Mais le Christ n’évoque pas son retour glorieux pour satisfaire la curiosité récurrente qui cherche à connaître le moment de la fin des temps. Il nous prévient que nul ne connaît le jour et l’heure de son retour « pas même les anges dans le ciel, pas même le Fils mais seulement le Père » (Mc 13, 32). Pour être tout à fait honnête, il faut reconnaître que derrière cette question de l’avenir du monde que nous portons plus ou moins confusément mais qui ne nous empêche pas de dormir, il y a celle de notre avenir personnel qui lui nous intéresse vivement ! Quel sera mon avenir ? Comment s’achèvera ma vie ? Le monde dans lequel je suis, celui je connais et auquel je suis accoutumé a-t-il un avenir ou bien sera-t-il détruit, dispersé et réduit à néant à un moment que nous ne prévoyons pas ?
La révélation biblique et évangélique n’essaye pas d’apporter une réponse à cette question, mais elle nous permet de nous préparer à cet événement, non pas en le rejetant dans un avenir indéterminé mais en le plaçant dans l’aujourd’hui de nos existences.

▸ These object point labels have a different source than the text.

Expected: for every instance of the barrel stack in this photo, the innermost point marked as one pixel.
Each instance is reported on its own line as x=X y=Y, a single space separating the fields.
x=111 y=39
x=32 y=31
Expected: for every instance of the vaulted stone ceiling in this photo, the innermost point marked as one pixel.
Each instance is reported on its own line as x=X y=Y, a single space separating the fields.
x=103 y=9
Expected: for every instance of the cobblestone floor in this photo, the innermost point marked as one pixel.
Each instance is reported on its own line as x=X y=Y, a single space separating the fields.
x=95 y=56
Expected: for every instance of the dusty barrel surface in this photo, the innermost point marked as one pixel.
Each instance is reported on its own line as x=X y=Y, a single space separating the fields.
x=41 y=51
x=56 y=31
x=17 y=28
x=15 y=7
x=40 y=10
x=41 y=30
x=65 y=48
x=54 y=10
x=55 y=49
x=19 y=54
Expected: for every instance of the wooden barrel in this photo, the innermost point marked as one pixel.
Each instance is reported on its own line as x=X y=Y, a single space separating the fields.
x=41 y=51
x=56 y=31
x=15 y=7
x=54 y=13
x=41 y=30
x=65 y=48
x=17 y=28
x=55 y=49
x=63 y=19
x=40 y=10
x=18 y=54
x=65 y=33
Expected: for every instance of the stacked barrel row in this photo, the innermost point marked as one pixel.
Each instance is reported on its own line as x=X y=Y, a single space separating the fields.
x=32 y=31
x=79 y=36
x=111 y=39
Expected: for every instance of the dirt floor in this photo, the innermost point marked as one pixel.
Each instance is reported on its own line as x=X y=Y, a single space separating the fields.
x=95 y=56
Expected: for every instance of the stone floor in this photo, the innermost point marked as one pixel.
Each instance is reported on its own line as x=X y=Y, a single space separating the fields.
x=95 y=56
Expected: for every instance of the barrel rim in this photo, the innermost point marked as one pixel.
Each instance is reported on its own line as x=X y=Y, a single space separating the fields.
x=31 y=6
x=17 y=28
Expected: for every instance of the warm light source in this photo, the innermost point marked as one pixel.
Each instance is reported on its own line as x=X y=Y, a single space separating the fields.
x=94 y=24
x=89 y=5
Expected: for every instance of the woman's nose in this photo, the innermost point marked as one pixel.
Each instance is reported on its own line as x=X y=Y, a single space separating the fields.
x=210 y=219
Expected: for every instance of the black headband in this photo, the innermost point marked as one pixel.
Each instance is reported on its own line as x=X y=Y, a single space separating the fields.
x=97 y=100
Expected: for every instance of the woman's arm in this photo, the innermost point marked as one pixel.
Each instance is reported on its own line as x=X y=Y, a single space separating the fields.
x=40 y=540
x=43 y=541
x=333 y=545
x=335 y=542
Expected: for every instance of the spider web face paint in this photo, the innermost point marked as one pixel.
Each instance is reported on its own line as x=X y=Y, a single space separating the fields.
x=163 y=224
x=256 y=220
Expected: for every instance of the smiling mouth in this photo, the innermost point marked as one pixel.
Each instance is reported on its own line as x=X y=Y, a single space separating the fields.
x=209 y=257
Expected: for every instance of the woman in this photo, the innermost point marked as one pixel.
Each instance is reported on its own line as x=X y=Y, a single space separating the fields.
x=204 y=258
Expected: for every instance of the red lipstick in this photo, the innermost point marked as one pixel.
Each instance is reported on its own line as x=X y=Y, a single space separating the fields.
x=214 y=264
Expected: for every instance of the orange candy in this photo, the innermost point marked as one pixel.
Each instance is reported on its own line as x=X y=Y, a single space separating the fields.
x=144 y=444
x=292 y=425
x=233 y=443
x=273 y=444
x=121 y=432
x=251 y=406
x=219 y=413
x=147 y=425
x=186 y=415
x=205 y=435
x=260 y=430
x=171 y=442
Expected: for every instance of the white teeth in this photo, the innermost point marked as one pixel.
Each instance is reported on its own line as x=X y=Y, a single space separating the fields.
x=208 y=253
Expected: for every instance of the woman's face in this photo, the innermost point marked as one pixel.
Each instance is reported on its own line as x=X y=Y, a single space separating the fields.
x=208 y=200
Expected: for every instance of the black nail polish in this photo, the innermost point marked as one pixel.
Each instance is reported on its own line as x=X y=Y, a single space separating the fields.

Quand Jésus dit : « En vérité je vous le dis cette génération ne passera pas avant que tout cela n’arrive » (Mc 13, 30), il ne cherche pas à nous dire que la fin des temps est pour aujourd’hui ou pour demain, mais il veut nous aider à entrer dans une manière d’appréhender le temps qui ne nous est pas familière.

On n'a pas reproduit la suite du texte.